Given a (non-convex) Polygon $P$ and a straight line segment $S$ in $\mathbb{R}^2$, where $S$ and $P$ are disjoint, I am looking for an efficient algorithm to find a point $s$ on $S$ which has the maximum distance from $P$ among all points on $S$ (and the actual distance, which is then trivial, of course).
To be clear, the distance $dist(s,P)$ between one point $s$ and $P$ is the minimum distance between $s$ and all points in $P$ (which I can calculate by a standard point-to-polygon algorithm). So another way to write this formally is:
"Determine $max(min(|p-s| : p \in P) : s \in S)$ (and the related points)".
Note the point of maximum distance can be somewhere in the middle of $S$:
I have checked some standard resources (including this site) and books from computational geometry, but had no luck so far. If $S$ is described as a parametric curve $c(t)$ where $t \in [0,1]$, this is the problem of finding the global maximum of $dist(c(t),P)$ in $[0,1]$, so it would even help me if someone has an idea how to split $[0,1]$ into subintervals where each subinterval contains only a local maximum. That would allow me to apply a standard numerical maximum search algorithm to each of the subintervals.
Any ideas?


After thinking a while about the problem, it seems I found an answer for my own question. For S having endpoints $s_1$ and $s_2$, let
$f(t) := dist(c(t),P)$ for $t \in [0,1]$, where $c(t) = s_1 + (s_2-s_1) \times t, t \in[0,1]$
As written in the question, the task is to find the global maximum of $f$. Furthermore, let $E_1, ... , E_n$ be the edges of $P$, and $f_i(t):=dist(c(t),E_i)$ the distance function which correspond to the edge $E_i$ . Since $S$ and $P$ are disjoint, f can be written as
$f(t) = \min\{f_i(t) :i=1...n\}$
Since $E_i$ and $S$ are line segments, each $f_i$ is either monotone or unimodal, so except for the edge case where $E_i$ and $S$ are parallel, it has exactly one local minimum $t_{m,i} \in [0,1]$. This minimum is easy to calculate, since it will always be reached at one of the end points of either $E_i$ or $S$. (For the parallel case, $f_i$ will reach its minimum on an interval $[t_{m1,i}, t_{m2,i}] \subset [0,1]$, and one can replace $t_{m,i}$ by the two points $t_{m1,i}, t_{m2,i}$ in the following.)

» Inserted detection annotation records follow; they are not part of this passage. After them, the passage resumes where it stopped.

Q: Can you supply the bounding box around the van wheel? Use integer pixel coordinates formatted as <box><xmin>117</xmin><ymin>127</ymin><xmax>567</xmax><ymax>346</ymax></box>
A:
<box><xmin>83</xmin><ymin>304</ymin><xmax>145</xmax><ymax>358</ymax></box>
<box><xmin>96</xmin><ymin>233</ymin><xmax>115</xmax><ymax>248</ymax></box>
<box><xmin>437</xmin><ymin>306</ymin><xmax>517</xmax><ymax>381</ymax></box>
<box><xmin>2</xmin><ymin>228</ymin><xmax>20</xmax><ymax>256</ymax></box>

Now, if $f$ has a local minimum in $[0,1]$, then it must be also a local minimum of $f_i$ for at least one $i\in\{1...n\}$. So the set $M:=\{t_{m,i} | i=1,...,n\}$ is a superset of all local minima of $f$. And since each local maximum of a continuous function on $\mathbb{R}$ is separated from the previous and the next local maximum by a local minimum betweem them, one can sort $M$ in ascending order and use the result to split up the interval $[0,1]$ into subintervals, where each one contains one local maximum of $f$ at most. These subintervals then can be searched for the value $t_{M,i}$ which maximizes $f$ by a Golden-section search. The final result then is the $t_{M,i}$ which maximizes $f(t_{M,i})$.

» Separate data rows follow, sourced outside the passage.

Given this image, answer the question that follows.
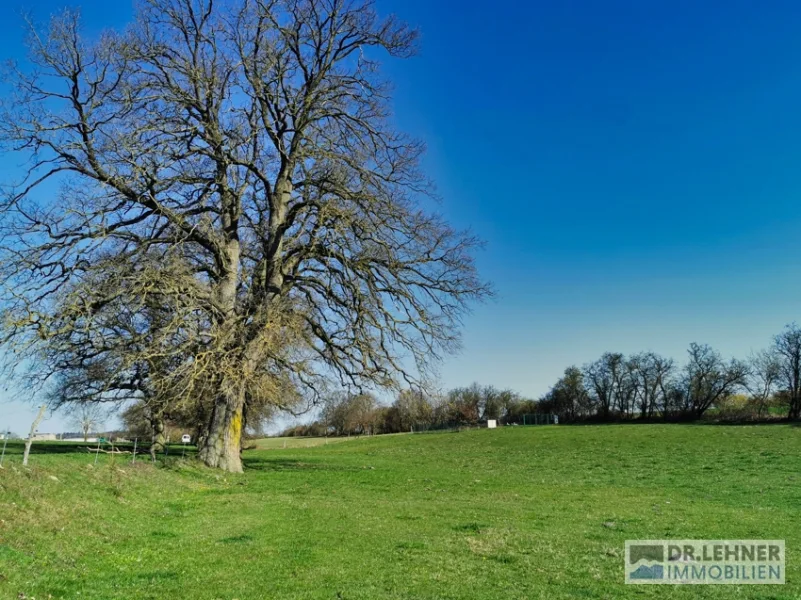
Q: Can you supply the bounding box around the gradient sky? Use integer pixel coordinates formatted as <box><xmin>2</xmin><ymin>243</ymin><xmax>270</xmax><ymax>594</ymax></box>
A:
<box><xmin>0</xmin><ymin>0</ymin><xmax>801</xmax><ymax>433</ymax></box>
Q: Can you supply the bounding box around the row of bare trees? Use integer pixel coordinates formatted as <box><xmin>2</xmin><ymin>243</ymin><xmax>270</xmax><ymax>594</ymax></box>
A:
<box><xmin>539</xmin><ymin>323</ymin><xmax>801</xmax><ymax>421</ymax></box>
<box><xmin>0</xmin><ymin>0</ymin><xmax>490</xmax><ymax>472</ymax></box>
<box><xmin>282</xmin><ymin>383</ymin><xmax>539</xmax><ymax>436</ymax></box>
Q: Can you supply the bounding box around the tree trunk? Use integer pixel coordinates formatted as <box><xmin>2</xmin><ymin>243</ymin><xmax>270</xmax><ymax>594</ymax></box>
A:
<box><xmin>198</xmin><ymin>381</ymin><xmax>245</xmax><ymax>473</ymax></box>
<box><xmin>22</xmin><ymin>404</ymin><xmax>47</xmax><ymax>467</ymax></box>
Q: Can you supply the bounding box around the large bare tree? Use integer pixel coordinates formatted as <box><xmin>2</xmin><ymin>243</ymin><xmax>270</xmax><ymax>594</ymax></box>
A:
<box><xmin>0</xmin><ymin>0</ymin><xmax>489</xmax><ymax>471</ymax></box>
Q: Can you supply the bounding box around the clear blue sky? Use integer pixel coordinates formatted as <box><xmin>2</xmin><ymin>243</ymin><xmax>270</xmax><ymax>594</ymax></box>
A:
<box><xmin>0</xmin><ymin>0</ymin><xmax>801</xmax><ymax>432</ymax></box>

Since the numerical search will still involve lots calculations for determining $dist(p,P)$ for several points $p \in S$, a further speed-up can be achieved by presorting the edges $E_1, ... , E_n$ by their distance from $S$. So when $d_k=min(dist(p,E_1)$, $dist(p,E_2)$, ..., $dist(p,E_k))$ is calculated already for one $k$, and $dist(S,E_{k+1})$ is bigger than $d_k$, the minimum distance calculation of $dist(p,P)$ can be stopped, since the further edge distances won't change $d_k$ any more.